Eric Fischer writes:

>   (2) For Unicode characters that do not appear in the current font,
>       I have set it up to automatically substitute bitmap versions
>       of the characters.  These are created spontaneously from Roman
>       Czyborra's "unifont" font whenever troff finds it cannot
>       locate a U+xxxx character, and are accomplished through the
>       equivalent of .char with a series of \h, \v, and \D to draw
>       the bitmapped image.  I'm not terribly happy with this, but it
>       seems better than not being able to do anything at all with
>       the characters.

Bitmap as a fallback is a nice solution. But before going into details,
here are more ideas for work.

* Higher Unicode support

  Unicode plain text may have combining characters, right-to-left writing
  (hebrew, arabic), and text which needs special rendering rules: When
  rendering Arabic, one needs to classify the letters at medial/initial/final/
  isolated, and choose the appropriate shapes. When rendering some Indic
  scripts, one needs to rearrange the letters in the words (vowels come
  first, etc.).

  You can ignore these problems, or you can decide to deal with them in
  libgroff.

* Unicode support in devps

  Why would you use Roman Czyborra's low-resolution font, when there are
  a lot of high-quality high-resolution TeX fonts available (some on dante.de,
  some elsewhere)? Render these fonts at 600 dpi, and include them into the
  .ps output. This is also what dvips does.

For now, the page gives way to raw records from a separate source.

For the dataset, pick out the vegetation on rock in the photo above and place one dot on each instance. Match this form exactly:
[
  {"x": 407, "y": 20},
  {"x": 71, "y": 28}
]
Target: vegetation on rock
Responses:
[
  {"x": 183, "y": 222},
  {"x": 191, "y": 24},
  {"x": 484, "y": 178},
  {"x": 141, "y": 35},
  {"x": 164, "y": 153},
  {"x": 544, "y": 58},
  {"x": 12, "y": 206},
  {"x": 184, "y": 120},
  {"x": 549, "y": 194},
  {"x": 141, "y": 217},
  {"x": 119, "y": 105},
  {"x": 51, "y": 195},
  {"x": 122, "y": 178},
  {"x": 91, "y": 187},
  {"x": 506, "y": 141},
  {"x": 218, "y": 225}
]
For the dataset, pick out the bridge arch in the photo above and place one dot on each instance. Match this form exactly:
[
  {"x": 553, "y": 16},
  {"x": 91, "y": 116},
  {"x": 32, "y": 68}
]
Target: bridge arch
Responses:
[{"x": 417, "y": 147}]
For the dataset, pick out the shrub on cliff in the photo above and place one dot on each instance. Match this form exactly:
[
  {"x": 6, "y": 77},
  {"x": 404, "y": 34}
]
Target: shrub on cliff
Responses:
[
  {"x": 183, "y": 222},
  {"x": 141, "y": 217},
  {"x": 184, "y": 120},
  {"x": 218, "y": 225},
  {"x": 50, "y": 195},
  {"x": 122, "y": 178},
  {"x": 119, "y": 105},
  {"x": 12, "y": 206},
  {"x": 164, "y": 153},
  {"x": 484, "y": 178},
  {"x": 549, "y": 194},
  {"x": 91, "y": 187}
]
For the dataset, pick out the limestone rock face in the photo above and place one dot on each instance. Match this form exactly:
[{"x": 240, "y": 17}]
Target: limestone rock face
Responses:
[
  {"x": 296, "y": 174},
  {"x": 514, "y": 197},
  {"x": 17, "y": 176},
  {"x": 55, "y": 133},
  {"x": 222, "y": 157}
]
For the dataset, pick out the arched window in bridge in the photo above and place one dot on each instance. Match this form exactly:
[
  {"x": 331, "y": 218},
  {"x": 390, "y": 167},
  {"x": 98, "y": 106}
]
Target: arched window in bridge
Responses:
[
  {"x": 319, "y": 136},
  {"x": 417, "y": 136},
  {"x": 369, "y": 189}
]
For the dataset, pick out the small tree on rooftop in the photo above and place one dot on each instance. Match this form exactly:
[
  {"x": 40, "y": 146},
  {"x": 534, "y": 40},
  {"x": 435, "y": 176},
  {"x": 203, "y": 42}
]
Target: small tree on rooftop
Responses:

* Unicode support in devutf8

  Here you don't need any bitmap fonts, because the UTF-8 output device is
  supposed to have them. Currently the treatment of combining characters is
  not correct: instead of "LETTER C then COMBINING HACEK" it outputs "LETTER C,
  backspace, HACEK".

* Breaking the limits

  Some pieces of libgroff assume that the fonts are small enough that its
  feasible to load all fonts into memory, and use one C object per character.
  When a font has 40000 characters, this just becomes too slow.

Don't count on me for doing that soon; I'm currently on other projects.